What advantage might the tumour gain from growing as a single organismal unit? Osswald et al. found that cells of the syncytium were highly resistant to radiation therapy. In unconnected cells, radiation caused an increase in intracellular calcium-ion levels that triggered cell death. But in cells of the syncytium, Ca²⁺ levels remained more stable, presumably because the extra Ca²⁺ was distributed among all cells. Furthermore, when the nucleus of a connected cell was ablated by laser, the neighbouring cell extended a microtube into the affected tissue to deliver a newly synthesized cell nucleus, thus replacing the dead neighbour with a newly nucleated cell — a remarkable feat. The connected cells can thus be thought of as forming a neighbourhood watch group, protecting one another by sharing toxic exposure and even going as far as replacing dead neighbours with part of themselves.

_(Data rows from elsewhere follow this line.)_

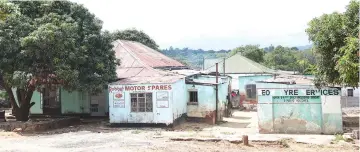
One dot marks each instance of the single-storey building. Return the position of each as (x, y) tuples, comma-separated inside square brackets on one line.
[(153, 88), (202, 97), (292, 104)]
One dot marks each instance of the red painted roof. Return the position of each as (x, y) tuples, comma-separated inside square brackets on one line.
[(138, 63)]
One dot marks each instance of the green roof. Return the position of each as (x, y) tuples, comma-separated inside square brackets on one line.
[(236, 64)]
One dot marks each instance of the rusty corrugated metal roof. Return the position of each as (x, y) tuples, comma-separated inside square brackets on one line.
[(138, 64), (130, 53), (297, 79)]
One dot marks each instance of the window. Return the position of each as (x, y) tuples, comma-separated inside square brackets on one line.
[(193, 96), (141, 102), (350, 92), (251, 91), (94, 107)]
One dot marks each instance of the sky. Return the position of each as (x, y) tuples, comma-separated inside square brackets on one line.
[(215, 24)]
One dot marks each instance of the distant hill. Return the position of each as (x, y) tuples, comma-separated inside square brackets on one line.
[(304, 47), (193, 57)]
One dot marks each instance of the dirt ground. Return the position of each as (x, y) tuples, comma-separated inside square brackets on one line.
[(96, 135)]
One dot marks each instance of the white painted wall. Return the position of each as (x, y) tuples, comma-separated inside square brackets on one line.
[(344, 91)]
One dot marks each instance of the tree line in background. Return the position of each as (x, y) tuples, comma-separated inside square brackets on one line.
[(333, 58), (280, 58)]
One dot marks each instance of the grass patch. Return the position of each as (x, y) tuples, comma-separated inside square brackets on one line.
[(284, 143), (227, 133), (339, 137)]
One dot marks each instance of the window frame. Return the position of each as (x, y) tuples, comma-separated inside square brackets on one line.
[(253, 93), (190, 96), (146, 101), (350, 94)]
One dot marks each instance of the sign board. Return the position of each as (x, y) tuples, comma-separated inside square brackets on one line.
[(296, 99), (298, 92), (162, 99), (119, 100)]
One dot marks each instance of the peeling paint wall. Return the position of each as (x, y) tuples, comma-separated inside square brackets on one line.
[(74, 102), (207, 97), (310, 113), (243, 80)]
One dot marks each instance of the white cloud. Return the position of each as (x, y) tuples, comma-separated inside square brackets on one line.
[(215, 24)]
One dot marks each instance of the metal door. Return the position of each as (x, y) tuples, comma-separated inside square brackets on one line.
[(98, 104)]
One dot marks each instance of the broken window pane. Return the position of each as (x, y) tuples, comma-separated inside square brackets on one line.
[(193, 96), (133, 104)]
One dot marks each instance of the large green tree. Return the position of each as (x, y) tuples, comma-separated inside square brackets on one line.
[(45, 43), (335, 40), (253, 52), (137, 36)]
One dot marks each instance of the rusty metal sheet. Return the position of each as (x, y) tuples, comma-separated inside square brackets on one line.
[(130, 52)]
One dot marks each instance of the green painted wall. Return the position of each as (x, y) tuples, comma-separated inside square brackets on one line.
[(311, 113), (35, 109)]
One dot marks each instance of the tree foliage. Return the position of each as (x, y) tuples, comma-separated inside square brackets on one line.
[(44, 43), (335, 38), (137, 36), (281, 58), (253, 52)]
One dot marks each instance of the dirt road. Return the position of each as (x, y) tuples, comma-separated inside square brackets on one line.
[(96, 136), (142, 140)]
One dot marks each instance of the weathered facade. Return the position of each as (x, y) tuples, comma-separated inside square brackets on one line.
[(146, 92), (244, 73), (201, 96), (59, 101), (154, 103), (296, 108)]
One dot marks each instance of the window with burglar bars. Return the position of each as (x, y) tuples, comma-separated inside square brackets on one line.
[(193, 96), (350, 92), (251, 91), (141, 102)]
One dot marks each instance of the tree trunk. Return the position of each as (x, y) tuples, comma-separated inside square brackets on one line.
[(21, 109), (22, 114), (24, 98)]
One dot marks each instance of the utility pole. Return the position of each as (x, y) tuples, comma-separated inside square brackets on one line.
[(224, 66), (203, 63)]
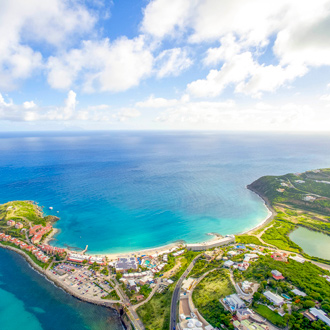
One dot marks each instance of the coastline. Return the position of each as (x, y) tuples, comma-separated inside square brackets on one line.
[(167, 248)]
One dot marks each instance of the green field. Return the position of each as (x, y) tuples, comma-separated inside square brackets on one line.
[(271, 316), (206, 295)]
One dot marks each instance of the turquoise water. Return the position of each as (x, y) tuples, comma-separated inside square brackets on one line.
[(28, 301), (128, 190), (313, 243), (120, 191)]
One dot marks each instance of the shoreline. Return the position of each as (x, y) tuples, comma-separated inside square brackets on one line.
[(167, 248)]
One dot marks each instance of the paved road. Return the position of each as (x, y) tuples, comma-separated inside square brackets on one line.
[(176, 293)]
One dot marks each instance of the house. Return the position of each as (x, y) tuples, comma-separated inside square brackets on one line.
[(309, 198), (10, 223), (278, 256), (299, 293), (243, 314), (298, 259), (228, 263), (318, 313), (277, 275), (6, 238), (231, 253), (274, 298), (19, 225), (140, 297), (243, 266), (234, 302)]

These results indicate that those gliomas that are sensitive to radiation should not be part of a protective neighbourhood. Indeed, when Osswald et al. analysed human biopsies from oligodendrogliomas, fewer than 1% contained microtubes and Cx43 expression was almost absent. The authors also found that microtubes and Cx43 were lacking when they transplanted oligodendroglioma-derived cells harbouring the 1p and 19q co-deletion into mice.

Because microtubes are at the heart of the glioma network, the authors next searched for genes that regulate microtube formation. Through Ingenuity Pathway Analysis (a computer-aided method for detecting genes linked to biological traits), they identified Gap-43 as a candidate. The GAP-43 protein aids neuronal migration and the formation of neural growth cones during development⁸. It was prominently expressed on the invading tips of tumour microtubes, and was conspicuously absent in 1p and 19q co-deleted tumours. Moreover, forced expression of GAP-43 in oligodendroglioma-derived transplants produced highly invasive tumours that acted in protective, microtube-connected networks and resisted radiation. Thus, GAP-43 seems to mediate tumour-microtube formation.

This carefully executed study advances our understanding of brain-tumour growth. For instance, it is now clear that the gap junctions formed by Cx43 are central to the success of glioma neighbourhoods. This protein has been thought to act as a tumour suppressor, preventing cell division in cancers, including gliomas⁹. By contrast, Osswald and colleagues’ findings imply that tumour growth is enhanced by the presence of Cx43. This difference can be reconciled when one considers the organism-like growth of the syncytium — in this scenario, the connected cells protect and support one other, allowing the tumour mass to grow even when exposed to radiation.

Although the authors hypothesize that the sharing of Ca²⁺ confers resistance to radiation, many other mechanisms could be at work. Gap junctions allow the passage of many macromolecules between cells, including ATP, amino acids and even microRNAs. One molecule deserving of consideration is the antioxidant glutathione, which readily permeates gap junctions to directly protect cells from radiation damage⁷.

From a therapeutic perspective, Cx43 is a challenging pharmacological target. The protein is expressed throughout the body, and is required both for glial transport of cellular metabolites, signals and waste products, and to ensure that heart cells contract in synchrony. Drugs that block Cx43 have been used to heal chronic skin ulcers in humans¹⁰ and to enhance the effectiveness of the chemotherapeutic drug temozolamide in treating gliomas in mice¹¹. However, Osswald and colleagues’ discovery that GAP-43 is responsible for establishing glioma networks might point to a more effective target for combating these destructive cancers.